【Mr.Children シフクノオト】10thアルバムの楽曲レビュー|知ってる曲が多すぎたアルバム

【Mr.Children シフクノオト】10thアルバムの楽曲レビュー|知ってる曲が多すぎたアルバム

コアなミスチルファンの私が全アルバムレビューする企画第10弾!

今回は10枚目のアルバム「シフクノオト」を紹介します。

Mr.Children 10thアルバム「シフクノオト」について

10枚目のアルバム「シフクノオト」の2004年4月7日に発売されました。

前作の「IT’S A WONDERFUL WORLD」から約2年くらい間が空いていますが、この間にボーカルの桜井さんが小脳梗塞で倒れるといったこともありました。
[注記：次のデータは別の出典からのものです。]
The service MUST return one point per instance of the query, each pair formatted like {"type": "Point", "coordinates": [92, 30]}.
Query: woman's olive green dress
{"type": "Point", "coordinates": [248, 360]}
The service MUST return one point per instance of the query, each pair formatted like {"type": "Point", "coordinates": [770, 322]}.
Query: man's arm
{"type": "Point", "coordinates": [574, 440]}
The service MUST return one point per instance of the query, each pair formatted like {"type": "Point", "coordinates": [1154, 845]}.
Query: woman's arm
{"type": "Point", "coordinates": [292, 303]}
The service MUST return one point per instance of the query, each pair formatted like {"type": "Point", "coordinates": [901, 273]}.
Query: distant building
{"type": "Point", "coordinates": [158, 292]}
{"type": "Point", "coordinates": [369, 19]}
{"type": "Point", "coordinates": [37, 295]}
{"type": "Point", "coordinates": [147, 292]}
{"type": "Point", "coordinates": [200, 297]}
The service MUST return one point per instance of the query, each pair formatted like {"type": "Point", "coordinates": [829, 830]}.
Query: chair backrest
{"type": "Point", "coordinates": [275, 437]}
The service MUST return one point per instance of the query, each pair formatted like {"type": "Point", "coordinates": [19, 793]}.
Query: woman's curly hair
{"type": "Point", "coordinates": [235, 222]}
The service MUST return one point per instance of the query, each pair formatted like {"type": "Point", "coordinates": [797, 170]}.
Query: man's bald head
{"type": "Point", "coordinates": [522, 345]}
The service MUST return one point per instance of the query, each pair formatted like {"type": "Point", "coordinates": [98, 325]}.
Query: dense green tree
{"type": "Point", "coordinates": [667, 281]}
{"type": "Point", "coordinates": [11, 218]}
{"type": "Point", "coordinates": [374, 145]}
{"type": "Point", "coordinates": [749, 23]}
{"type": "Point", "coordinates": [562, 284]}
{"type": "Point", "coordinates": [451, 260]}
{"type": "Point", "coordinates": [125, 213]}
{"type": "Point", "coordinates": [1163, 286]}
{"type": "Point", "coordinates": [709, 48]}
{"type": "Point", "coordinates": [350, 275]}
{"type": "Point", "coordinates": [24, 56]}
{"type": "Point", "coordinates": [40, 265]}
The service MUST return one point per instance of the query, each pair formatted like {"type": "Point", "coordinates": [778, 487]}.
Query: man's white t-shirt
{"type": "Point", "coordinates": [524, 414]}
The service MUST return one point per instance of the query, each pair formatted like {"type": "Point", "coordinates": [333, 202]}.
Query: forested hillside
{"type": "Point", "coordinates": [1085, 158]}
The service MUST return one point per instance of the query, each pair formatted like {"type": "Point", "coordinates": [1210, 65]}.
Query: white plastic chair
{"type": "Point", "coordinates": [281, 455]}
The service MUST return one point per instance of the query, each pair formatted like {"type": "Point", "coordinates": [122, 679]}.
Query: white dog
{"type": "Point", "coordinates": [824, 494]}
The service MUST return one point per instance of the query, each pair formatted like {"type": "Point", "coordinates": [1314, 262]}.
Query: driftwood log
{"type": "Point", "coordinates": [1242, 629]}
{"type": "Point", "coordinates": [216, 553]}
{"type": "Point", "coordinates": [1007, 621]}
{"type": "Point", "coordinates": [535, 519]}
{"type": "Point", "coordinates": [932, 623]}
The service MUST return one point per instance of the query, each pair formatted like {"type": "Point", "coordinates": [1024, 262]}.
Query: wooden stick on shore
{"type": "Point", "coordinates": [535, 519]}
何事もなく復帰して、現在まで活動されているのはファンとしては本当にありがたいことですね。

 

さて、このアルバムタイトル「シフクノオト」には至福の音、私服の音、至福ノート(ノートは音符のこと)など様々な意味が込められているようです。

前作のようなコンセプトがあるアルバムではなく、色んな音が楽しめるといった感じのアルバムですね。

収録曲は以下の通りです。

 

01. 言わせてみてぇもんだ
02. PADDLE
03. 掌
04. くるみ
05. 花言葉
06. Pink~奇妙な夢
07. 血の管
08. 空風の帰り道
09. Any
10. 天頂バス
11. タガタメ
12. HERO

 

収録されているシングル曲は「Any」「HERO」「掌」「くるみ」とかなり多く、これ以外にもアルバム発売前にCMなどで公開されていた曲も沢山ありました。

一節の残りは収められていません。